I was born in Patras in 1971, where I grew up and received my primary and secondary education. In 1990 I moved to Athens to study Linguistics at the Department of Linguistics of the Faculty of Philology of the National and Kapodistrian University of Athens. I graduated in 1994 and in the next year I participated in the examinations of the State Scholarship Foundation of the Hellenic Republic and I was awarded the scholarship for postgraduate studies in Theoretical Linguistics in a university abroad. I chose to study in the University of Reading, UK, under the supervision of Prof. Irene Philippaki-Warburton. I received my MA in Theoretical Linguistics in 1996 and I continued my studies in the Ph.D. program of Theoretical Linguistics the next year. I completed my Ph.D. Thesis on “Agreement Relations in Greek” in 1999 and I successfully passed the viva examination and graduated in 2000.

In September 2001 I was appointed by the Department of Mediterranean Studies of the University of the Aegean, first as a Teaching Staff and then as a Lecturer of Linguistics.
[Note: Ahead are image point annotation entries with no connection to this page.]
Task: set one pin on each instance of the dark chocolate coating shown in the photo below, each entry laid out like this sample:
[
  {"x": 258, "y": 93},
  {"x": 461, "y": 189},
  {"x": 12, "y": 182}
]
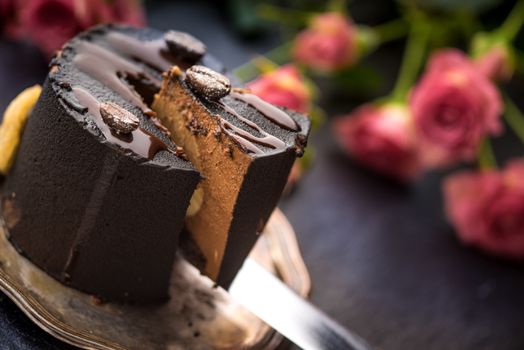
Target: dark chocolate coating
[
  {"x": 91, "y": 214},
  {"x": 264, "y": 182}
]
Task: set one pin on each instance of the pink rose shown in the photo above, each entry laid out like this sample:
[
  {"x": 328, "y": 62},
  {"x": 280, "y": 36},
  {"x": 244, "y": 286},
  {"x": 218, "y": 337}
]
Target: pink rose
[
  {"x": 6, "y": 10},
  {"x": 454, "y": 106},
  {"x": 91, "y": 12},
  {"x": 381, "y": 137},
  {"x": 330, "y": 43},
  {"x": 496, "y": 64},
  {"x": 487, "y": 209},
  {"x": 283, "y": 87}
]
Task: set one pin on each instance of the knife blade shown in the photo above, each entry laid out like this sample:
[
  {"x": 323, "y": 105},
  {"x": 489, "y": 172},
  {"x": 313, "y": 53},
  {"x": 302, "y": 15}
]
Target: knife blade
[{"x": 269, "y": 299}]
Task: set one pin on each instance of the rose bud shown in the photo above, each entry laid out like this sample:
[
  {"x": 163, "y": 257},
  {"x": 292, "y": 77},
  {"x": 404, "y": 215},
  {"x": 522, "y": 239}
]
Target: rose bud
[
  {"x": 328, "y": 44},
  {"x": 454, "y": 107},
  {"x": 487, "y": 209},
  {"x": 381, "y": 137},
  {"x": 283, "y": 87}
]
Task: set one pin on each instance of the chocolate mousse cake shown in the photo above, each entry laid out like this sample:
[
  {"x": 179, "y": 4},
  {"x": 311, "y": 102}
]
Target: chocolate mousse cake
[
  {"x": 98, "y": 192},
  {"x": 243, "y": 146},
  {"x": 123, "y": 148}
]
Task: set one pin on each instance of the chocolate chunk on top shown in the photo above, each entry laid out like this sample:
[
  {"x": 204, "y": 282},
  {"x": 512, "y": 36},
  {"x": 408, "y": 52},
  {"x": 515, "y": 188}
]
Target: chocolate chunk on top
[
  {"x": 208, "y": 83},
  {"x": 118, "y": 118}
]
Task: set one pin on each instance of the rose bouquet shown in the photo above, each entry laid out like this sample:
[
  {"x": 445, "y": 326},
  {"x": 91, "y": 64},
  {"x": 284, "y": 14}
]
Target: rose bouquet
[
  {"x": 50, "y": 23},
  {"x": 444, "y": 109}
]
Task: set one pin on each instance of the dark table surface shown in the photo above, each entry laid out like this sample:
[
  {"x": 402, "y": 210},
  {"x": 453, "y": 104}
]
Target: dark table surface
[{"x": 383, "y": 261}]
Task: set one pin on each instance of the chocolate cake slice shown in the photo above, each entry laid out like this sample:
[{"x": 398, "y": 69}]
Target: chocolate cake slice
[
  {"x": 98, "y": 192},
  {"x": 244, "y": 148}
]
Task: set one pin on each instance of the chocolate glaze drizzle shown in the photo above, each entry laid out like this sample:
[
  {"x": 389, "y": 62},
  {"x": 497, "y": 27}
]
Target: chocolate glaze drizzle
[
  {"x": 245, "y": 138},
  {"x": 105, "y": 66},
  {"x": 139, "y": 141},
  {"x": 111, "y": 69},
  {"x": 154, "y": 52},
  {"x": 271, "y": 112}
]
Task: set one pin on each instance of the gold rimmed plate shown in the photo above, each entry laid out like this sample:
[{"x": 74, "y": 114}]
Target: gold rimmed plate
[{"x": 197, "y": 316}]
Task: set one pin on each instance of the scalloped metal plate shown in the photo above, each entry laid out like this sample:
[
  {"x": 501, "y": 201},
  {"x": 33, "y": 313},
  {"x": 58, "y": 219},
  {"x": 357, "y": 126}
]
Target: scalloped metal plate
[{"x": 198, "y": 316}]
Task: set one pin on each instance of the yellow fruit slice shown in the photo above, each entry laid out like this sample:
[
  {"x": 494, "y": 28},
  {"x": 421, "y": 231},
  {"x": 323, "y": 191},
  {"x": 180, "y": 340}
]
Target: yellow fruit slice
[{"x": 13, "y": 123}]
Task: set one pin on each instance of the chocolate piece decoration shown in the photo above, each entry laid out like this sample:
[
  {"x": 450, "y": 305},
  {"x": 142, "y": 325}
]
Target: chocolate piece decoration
[
  {"x": 207, "y": 83},
  {"x": 118, "y": 118},
  {"x": 184, "y": 46},
  {"x": 244, "y": 138},
  {"x": 271, "y": 112}
]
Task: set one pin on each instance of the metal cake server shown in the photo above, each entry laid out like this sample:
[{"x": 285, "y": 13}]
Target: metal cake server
[{"x": 268, "y": 298}]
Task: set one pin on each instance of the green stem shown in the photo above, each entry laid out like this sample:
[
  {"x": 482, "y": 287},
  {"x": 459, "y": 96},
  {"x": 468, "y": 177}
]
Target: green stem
[
  {"x": 486, "y": 156},
  {"x": 390, "y": 31},
  {"x": 337, "y": 6},
  {"x": 284, "y": 16},
  {"x": 412, "y": 60},
  {"x": 514, "y": 118},
  {"x": 250, "y": 70},
  {"x": 511, "y": 26}
]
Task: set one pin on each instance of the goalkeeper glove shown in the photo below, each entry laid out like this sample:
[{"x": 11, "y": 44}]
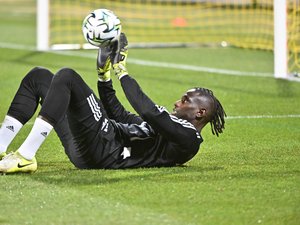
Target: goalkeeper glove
[
  {"x": 103, "y": 63},
  {"x": 119, "y": 55}
]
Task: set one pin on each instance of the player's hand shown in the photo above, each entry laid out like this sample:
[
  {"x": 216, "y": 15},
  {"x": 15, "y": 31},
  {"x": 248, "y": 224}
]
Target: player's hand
[
  {"x": 119, "y": 56},
  {"x": 103, "y": 63}
]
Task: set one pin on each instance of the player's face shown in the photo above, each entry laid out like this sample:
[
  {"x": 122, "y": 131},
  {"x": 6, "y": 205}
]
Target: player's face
[{"x": 187, "y": 107}]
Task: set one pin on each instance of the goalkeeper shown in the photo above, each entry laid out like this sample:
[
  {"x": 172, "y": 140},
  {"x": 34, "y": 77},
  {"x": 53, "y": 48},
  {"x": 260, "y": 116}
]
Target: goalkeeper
[{"x": 101, "y": 133}]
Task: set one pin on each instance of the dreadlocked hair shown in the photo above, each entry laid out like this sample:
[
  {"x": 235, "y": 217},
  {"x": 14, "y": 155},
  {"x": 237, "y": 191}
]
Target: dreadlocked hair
[{"x": 217, "y": 119}]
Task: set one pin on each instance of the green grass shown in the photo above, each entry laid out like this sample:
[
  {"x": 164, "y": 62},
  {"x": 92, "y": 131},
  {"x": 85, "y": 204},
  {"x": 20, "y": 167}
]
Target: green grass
[{"x": 249, "y": 175}]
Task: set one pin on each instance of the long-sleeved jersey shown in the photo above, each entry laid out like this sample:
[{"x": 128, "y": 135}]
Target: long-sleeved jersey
[{"x": 153, "y": 138}]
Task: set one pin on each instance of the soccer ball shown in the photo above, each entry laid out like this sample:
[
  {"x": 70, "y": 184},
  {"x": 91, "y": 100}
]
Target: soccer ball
[{"x": 101, "y": 27}]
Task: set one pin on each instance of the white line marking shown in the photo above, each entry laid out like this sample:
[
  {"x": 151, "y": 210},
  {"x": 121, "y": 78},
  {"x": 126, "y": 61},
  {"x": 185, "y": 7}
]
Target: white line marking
[{"x": 148, "y": 63}]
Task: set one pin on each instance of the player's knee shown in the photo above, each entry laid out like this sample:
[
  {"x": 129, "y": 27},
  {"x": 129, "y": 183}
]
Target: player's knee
[
  {"x": 65, "y": 75},
  {"x": 37, "y": 73}
]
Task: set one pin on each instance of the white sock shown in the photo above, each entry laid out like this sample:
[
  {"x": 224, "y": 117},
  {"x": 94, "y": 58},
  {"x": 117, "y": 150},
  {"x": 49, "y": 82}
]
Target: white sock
[
  {"x": 9, "y": 129},
  {"x": 40, "y": 130}
]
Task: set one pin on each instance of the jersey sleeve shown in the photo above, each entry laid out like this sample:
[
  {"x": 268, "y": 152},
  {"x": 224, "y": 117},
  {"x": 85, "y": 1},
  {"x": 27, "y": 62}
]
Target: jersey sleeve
[
  {"x": 113, "y": 107},
  {"x": 176, "y": 130}
]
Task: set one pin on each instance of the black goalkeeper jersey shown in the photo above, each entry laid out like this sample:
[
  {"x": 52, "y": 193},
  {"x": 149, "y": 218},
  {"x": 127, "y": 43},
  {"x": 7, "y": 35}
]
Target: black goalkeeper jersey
[{"x": 155, "y": 138}]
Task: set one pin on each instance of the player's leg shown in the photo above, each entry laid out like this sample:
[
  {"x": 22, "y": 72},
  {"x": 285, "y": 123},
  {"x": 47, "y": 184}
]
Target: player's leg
[
  {"x": 87, "y": 118},
  {"x": 69, "y": 94},
  {"x": 32, "y": 89}
]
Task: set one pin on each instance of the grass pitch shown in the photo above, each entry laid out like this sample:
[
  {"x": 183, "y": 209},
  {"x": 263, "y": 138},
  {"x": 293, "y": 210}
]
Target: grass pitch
[{"x": 249, "y": 175}]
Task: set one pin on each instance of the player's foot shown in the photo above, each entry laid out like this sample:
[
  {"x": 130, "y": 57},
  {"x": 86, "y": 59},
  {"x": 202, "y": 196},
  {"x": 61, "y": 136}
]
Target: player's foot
[
  {"x": 14, "y": 163},
  {"x": 119, "y": 55},
  {"x": 2, "y": 155},
  {"x": 103, "y": 63}
]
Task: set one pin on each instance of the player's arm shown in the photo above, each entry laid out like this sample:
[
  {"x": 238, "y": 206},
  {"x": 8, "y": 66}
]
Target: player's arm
[
  {"x": 170, "y": 127},
  {"x": 112, "y": 105}
]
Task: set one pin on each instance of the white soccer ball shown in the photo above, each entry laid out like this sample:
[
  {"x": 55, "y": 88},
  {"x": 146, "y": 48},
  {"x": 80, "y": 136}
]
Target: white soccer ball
[{"x": 101, "y": 27}]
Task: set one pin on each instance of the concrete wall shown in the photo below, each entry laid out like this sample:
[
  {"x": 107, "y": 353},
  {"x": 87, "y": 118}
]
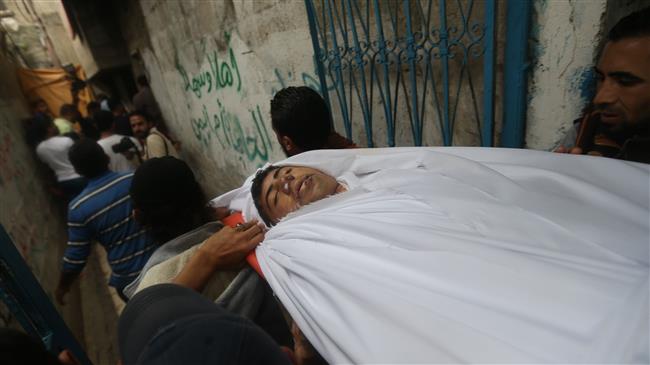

In 2009 I was appointed as a Lecturer by the Department of Linguistics of the Faculty of Philology of the National and Kapodistrian University of Athens, in which I currently serve as an Associate Professor with the specialization of Linguistics: Generative Syntax.

My main research interests lie on syntax and morphology and their interface with phonology. Within the Minimalist Program of the Principles and Parameters Theory and the Distributed Morphology framework, I have worked on issues regarding (a) the morphosyntax of Greek verb and clitics, (b) the Greek clause structure, (c) subject-verb agreement and pro-drop, (c) control, raising and quasi-ECM constructions, (d) case conflict situations in free relatives, (e) the effects of syntactic derivation on prosodification, (f) small clause structure and agreement between the secondary predicate and its “subject”, (g) full vs. partial agreement and gender conflict resolution in coordination, (h) the morphophonology of Greek verbal system and more specifically the exponence of little v, the exponence of past Tense and root allomorphy, (i) the effect of syntactic derivation in determining the stress patterns of verb forms and derivational constructions, (j) Classical Greek infinitives and and their subjects, (k) Classical Greek participles and absolute constructions, (l) Classical Greek prepositions, (m) the decomposition of case into features, and (n) strong island phenomena.

I am also interested in Greek dialectology and more specifically in the documentation and description of Asia Minor Greek dialects and varieties such as Pontic, Cappadocian, Pharasiot, Silliot, etc. I have worked on various issues regarding their morphosyntactic structure, such as Differential Case Marking, nominal inflection, the development of agglutinative patterns and the impact of the long-term language contact with Turkish. I have also investigated Greek-Turkish contact in the Greek and Turkish varieties of the bilingual Muslim community of Rhodes.

Another area I am interested in is the grammatical description of Greek. I translated and adopted in Greek the book Greek: A Comprehensive Grammar of the Modern Language by Peter Mackridge, David Holton & Irene Philippaki-Warburton (Routledge, 1997), which I subsequently revised in its second edition (Routledge, 2012). I have also worked on comparative descriptions of Greek with Turkish and Albanian within the relevant actions of three research projects: (a) Program for the Education of Muslim Children – Action: Greek as a foreign language for secondary school (muslim) students: Grammar and teaching (National and Kapodistrian University of Athens); (b) Pythagoras Project – Action: A comparative study of Greek – Turkish: Grammatical analysis and acquisition of Turkish as a foreign language (University of the Aegean); (c) Education of Foreigner and Repatriated Students – Action: Reinforcement of students’ mother tongue (Aristotle University of Thessaloniki).  

Finally, I have worked on the diachronic development of certain morphosyntactic phenomena in Greek, such as the development of the mood system and of the clause structure from Ancient to Modern Greek, the development of second and non-second position clitics in Standard Modern Greek and its dialects from the clitic system of Koine Greek, the development of agglutinative patterns and harmony-like processes in the nominal inflection of Central Asia Minor Greek dialects, and the development of the morphology and syntax of participles from Ancient to Modern Greek through the stage of Medieval Greek.